Member of the Legislative Council of Western Australia
- In office 16 July 1894 – 4 June 1906
- Preceded by: None (new seat)
- Succeeded by: Francis Connor
- Constituency: North Province

Personal details
- Born: 19 April 1857 Perth, Western Australia, Australia
- Died: 10 September 1942 (aged 85) Quairading, Western Australia, Australia

= Frank Mends Stone =

Australian lawyer and politician

Frank Mends Stone (19 April 1857 – 10 September 1942) was an Australian lawyer and politician who was a member of the Legislative Council of Western Australia from 1894 to 1906, representing North Province.
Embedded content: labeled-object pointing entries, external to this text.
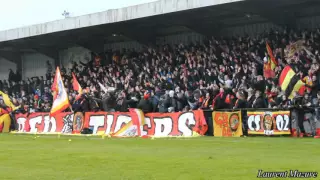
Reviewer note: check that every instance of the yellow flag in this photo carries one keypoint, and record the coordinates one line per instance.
(7, 101)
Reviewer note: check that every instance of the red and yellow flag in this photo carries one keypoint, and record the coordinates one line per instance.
(76, 86)
(290, 82)
(268, 68)
(60, 101)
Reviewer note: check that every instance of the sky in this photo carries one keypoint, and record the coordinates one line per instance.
(19, 13)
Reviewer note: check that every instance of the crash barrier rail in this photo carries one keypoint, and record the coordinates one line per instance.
(225, 122)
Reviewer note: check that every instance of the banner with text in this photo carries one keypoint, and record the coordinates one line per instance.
(155, 124)
(115, 123)
(227, 124)
(271, 122)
Stone was born in Perth to Charlotte Maria (née Whitfield) and George Frederick Stone. His father was Attorney-General of Western Australia on two occasions, while an older brother, Sir Edward Albert Stone, was the fourth Chief Justice of Western Australia. Like his relatives, Stone entered the legal profession. He was an associate to Sir Archibald Burt (the chief justice) from 1876 to 1878, and was called to the bar in 1882. Stone entered parliament at the 1894 Legislative Council elections, when he was elected to a six-year term in North Province. He was re-elected in 1900, and retired at the end of that term, in June 1906. Stone eventually retired to the country, dying in Quairading in September 1942, aged 85.

==Personal life==
He had married Anne Elizabeth Lapsley in 1880, with whom he had three children. He later had another four children with a de facto wife, Dorothy Eileen Meagher.